Frictionless capture — Apple Notes into a central database
Context
For a notes system to actually serve, the capture gesture must be shorter than the thought. Any extra friction — open an app, pick a folder, type a title — loses the idea. Apple Notes is already on the phone, already open from the lock screen, already synced. The point isn't to replace Notes — it's to listen to it.
Constraint
Three requirements:
- The user gesture stays native: no custom app, no shortcut to learn.
- Notes land in the same database as every other Life OS signal (health, calendar, projects, music). No silo.
- No calls to a third-party service. A note can contain anything — so everything stays inside the cluster.
Decision
A dedicated folder inside Apple Notes, watched by a script
running on the local Mac. On every change the content is
pushed to a Flask API hosted on Pi5, which
normalises it (title, body, timestamps, hashtag tags) and
writes it into the central mln-mariadb on Pi4.
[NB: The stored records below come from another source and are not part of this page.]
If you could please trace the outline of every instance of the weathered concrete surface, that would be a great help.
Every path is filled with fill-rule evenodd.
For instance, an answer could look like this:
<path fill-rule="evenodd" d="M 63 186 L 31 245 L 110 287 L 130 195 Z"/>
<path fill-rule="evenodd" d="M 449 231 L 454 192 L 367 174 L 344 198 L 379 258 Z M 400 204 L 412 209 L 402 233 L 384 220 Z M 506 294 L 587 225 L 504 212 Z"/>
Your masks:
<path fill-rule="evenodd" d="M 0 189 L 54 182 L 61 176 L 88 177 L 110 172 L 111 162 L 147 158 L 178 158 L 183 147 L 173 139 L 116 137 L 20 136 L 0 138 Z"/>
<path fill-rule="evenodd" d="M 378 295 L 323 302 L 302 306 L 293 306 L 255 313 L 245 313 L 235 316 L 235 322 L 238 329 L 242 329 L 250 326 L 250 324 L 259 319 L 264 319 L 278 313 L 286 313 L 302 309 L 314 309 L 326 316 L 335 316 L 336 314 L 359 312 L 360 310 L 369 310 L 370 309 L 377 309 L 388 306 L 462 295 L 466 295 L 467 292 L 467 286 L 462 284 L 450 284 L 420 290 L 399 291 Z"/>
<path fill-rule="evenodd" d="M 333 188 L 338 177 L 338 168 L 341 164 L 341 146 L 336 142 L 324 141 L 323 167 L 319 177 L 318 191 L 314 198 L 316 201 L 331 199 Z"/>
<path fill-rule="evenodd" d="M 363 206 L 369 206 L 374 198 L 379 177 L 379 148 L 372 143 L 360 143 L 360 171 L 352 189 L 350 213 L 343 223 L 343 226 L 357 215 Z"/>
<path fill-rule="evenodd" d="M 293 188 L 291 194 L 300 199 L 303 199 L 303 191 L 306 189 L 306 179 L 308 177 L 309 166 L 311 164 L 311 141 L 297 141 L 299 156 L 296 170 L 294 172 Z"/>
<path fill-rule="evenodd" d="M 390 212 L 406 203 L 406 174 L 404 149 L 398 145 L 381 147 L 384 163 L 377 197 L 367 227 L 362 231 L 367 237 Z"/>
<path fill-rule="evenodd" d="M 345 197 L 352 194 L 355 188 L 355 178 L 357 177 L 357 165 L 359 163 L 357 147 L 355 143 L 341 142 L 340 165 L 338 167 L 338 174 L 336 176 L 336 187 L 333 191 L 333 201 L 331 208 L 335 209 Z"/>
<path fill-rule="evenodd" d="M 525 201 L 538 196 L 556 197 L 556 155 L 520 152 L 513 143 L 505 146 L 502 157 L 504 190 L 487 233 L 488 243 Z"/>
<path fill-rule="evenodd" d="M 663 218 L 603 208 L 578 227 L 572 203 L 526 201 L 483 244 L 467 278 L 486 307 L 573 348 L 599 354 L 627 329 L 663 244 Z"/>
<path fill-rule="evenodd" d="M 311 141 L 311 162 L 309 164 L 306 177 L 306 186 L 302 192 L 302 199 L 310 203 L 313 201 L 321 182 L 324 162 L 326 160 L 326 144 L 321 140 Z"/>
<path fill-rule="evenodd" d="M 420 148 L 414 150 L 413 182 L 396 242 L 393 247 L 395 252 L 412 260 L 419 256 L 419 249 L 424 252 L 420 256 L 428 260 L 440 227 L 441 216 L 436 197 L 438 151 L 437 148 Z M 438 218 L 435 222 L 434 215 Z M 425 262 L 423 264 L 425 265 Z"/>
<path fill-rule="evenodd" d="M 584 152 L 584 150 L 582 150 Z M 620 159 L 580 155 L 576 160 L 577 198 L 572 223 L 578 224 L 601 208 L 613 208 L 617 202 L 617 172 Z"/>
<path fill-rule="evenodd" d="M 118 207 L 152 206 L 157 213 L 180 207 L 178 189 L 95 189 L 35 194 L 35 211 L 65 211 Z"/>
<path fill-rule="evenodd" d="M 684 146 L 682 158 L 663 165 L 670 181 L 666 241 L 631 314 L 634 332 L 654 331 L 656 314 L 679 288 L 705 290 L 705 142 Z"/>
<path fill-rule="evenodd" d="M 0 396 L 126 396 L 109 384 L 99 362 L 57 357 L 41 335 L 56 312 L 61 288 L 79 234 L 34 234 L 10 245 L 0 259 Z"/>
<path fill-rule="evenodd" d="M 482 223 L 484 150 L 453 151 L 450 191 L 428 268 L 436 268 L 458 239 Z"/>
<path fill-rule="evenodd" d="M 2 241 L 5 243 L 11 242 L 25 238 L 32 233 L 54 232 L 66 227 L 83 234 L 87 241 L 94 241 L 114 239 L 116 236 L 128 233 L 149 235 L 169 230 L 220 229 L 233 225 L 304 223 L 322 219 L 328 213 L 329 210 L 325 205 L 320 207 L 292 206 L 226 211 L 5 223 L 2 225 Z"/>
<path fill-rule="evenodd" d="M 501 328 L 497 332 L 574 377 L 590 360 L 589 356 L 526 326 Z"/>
On the reading side: a dashboard at
lifeos.mylastnight.eu that shows today's notes,
notes by tag, and notes that re-surface (full-text search).
No editing on the site — editing stays in Notes, the single
source.
Measurement
Live since 27 April 2026. Capture → DB latency measured around 2 s. No habit change required: when something occurs to me, I type it into Notes as before. The site updates itself.
What remains
A proof by use: the best interface is often the one you already have. There was no need to reinvent capture — the need was to listen where it already happens. The pattern ("watch a native tool, write to a unified database") is reusable for many other signals: calendar, photos, screenshots, forwarded mail.
And one Life OS principle confirmed: show, to listen to yourself, not to judge yourself. The raw note stays the object — the cross-correlation comes later, read-only.